Modern Hoover Myths: Part I

Former President Herbert Hoover shaking hands, 1940

Popular histories are meant to provide a broad audience access to history that is not written exclusively for an academic audience. As such, the writing tends to be livelier with numerous anecdotes that are memorable but might lack veracity. Footnotes, that are intended to keep academic writings honest by showing readers where they can find the original source for information in the text, are usually absent in popular history books. Rather than footnotes, a summary of secondary sources might be provided. Readers must trust the author as providing accurate information. Numerous questionable characteristics attributed to Herbert Hoover have made their way into popular portrayals. In a series of blog posts, these attributes will be examined. The first is: “Hoover did not like shaking hands.”
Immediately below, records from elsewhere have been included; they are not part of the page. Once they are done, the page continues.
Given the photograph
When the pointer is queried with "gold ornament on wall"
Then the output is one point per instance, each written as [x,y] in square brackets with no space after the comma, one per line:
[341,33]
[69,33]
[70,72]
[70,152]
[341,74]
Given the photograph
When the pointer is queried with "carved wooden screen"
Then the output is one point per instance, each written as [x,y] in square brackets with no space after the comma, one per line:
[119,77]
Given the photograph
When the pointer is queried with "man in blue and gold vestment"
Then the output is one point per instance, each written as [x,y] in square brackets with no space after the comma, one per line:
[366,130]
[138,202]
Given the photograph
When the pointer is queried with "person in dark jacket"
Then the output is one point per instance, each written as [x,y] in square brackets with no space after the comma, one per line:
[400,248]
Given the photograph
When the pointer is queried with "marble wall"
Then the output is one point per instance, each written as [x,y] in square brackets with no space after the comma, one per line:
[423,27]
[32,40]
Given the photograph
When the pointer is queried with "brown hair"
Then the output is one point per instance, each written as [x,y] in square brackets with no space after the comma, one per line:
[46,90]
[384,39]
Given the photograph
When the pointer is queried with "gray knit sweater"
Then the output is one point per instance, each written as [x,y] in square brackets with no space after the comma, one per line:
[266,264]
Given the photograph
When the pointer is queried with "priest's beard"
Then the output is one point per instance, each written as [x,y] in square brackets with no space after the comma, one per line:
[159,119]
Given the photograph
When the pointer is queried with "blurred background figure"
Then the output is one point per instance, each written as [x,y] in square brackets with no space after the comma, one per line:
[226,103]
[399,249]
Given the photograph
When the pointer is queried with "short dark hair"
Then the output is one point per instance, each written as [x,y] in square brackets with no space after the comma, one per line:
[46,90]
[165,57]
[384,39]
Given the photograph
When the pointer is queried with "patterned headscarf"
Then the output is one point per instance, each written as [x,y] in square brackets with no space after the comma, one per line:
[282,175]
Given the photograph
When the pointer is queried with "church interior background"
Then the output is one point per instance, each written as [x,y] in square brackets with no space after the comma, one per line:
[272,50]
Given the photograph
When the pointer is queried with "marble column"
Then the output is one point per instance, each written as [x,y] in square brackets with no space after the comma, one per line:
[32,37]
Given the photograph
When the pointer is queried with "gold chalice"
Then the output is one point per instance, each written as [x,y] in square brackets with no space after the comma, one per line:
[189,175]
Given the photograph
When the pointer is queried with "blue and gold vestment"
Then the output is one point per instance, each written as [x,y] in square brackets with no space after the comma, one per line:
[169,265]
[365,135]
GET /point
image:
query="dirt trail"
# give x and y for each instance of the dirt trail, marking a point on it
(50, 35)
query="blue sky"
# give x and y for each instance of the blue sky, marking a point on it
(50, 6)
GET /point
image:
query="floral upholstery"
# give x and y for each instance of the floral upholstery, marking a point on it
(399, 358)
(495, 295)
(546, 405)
Hand shaking goes back centuries and has a well-established place in business and politics. Hand sanitizers became a necessity at White House receiving lines in recent administrations. The COVID-19 pandemic did not end hand shaking although it was briefly replaced by elbow and fist bumps. Hoover was no glad-hander and took steps to limit the number of delegations who wanted to visit the White House to shake hands with the President. Presidents held an annual ritual on New Year’s Day by inviting the diplomatic corps followed by the public to visit the White House and shake hands with the President. Theodore Roosevelt holds the record for the most hands shaken with 8,510 visitors on New Year’s Day 1907. Hand shaking is not easy. Done improperly results in a sore hand. The political writer Theodore White indicated that John F. Kennedy had to take lessons on how to grip hands when campaigning in 1960 because he suffered from sore hands early in the campaign. Hoover shook hands with nearly 3,000 at a reception for the American Bar Association in October 1932 causing his hand to bleed. The following day, Hoover wore a bandage on his hand. A casting of Abraham Lincoln’s right hand taken by Leonard Wells Volk in May 1860 shortly after receiving the party nomination for president shows a swollen hand. He had greeted so many well-wishers that he cut the top of a broom handle to hold reducing the pain of making a fist for the plaster mold. All these examples underscore the difficulty of shaking hundreds of hands without bruising your own hand in the process.

There is no evidence that Hoover opposed hand shaking either as a businessman or a public official. Numerous photographs and newsreels show him engaged in this age-old custom. He continued the annual tradition of greeting the diplomatic corps and public on New Year’s Day until 1933. Having lost the presidency in the 1932 election, Hoover decided to go fishing in Florida and dispensed with tradition. Franklin Roosevelt and his successors thought it a good idea to let go of the New Year’s Day tradition and limited hand shaking to receiving lines at official White House functions.